Les Femen perturbent la rétrospective Polanski

Des manifestations féministes perturbent le lancement de la rétrospective Polanski Les féministes poings levés contre la rétrospective Polanski à la Cinémathèque de Paris
Max Fresnel | 01 Novembre, 2017, 00:40

L'association Osez le féminisme appelle à manifester à 19H30 devant l'établissement où le réalisateur, 84 ans, doit assister à la projection de son dernier film, "D'après une histoire vraie".

Une centaine de personnes ont manifesté lundi soir devant la Cinémathèque de Paris pour protester contre la rétrospective consacrée au cinéaste franco-polonais Roman Polanski, accusé par plusieurs femmes de viols et d'agressions sexuelles.

Cet hommage au réalisateur, en pleine affaire Weinstein, a provoqué l'ire des associations féministes.

Deux militantes Femen sont intervenues à l'intérieur de bâtiment. "Si violer est un art, donnez à Polanski tous les César", pouvait-on lire aussi sur l'une des banderoles, tandis que des manifestants scandaient "Assez de ceux qui veulent protéger les agresseurs".

"Pour nous, l'important c'est d'annuler la rétrospective, des excuses de la Cinémathèque et une prise de conscience", a dit à l'AFP la porte-parole du groupe féministe, Raphaëlle Rémy-Leleu. Alors âgé de 43 ans, le cinéaste avait eu une relation sexuelle avec une mineure de 13 ans, Samantha Geimer.
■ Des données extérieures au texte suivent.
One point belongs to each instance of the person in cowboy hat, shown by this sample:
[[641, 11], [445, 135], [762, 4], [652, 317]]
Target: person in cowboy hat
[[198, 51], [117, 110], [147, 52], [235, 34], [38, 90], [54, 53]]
Le juge avait accepté de ne pas retenir d'autres incriminations, dont le viol. Le cinéaste est plus que jamais dans le viseur des féministes, depuis que de nouvelles accusations de viol à son encontre ont émergé, et que le mouvement #MeToo prend de plus en plus d'ampleur. Interrogée à ce sujet sur LCI ce mardi, la secrétaire d'Etat à l'égalité hommes - femmes a dit son indignation: "C'est ce qui contribue à la culture du viol que de minimiser ou de relativiser les viols ou les agressions sexuelles selon le talent ou la notoriété de la personne".

Osez le féminisme reproche aussi à la Cinémathèque de prévoir en janvier une rétrospective consacrée à Jean-Claude Brisseau.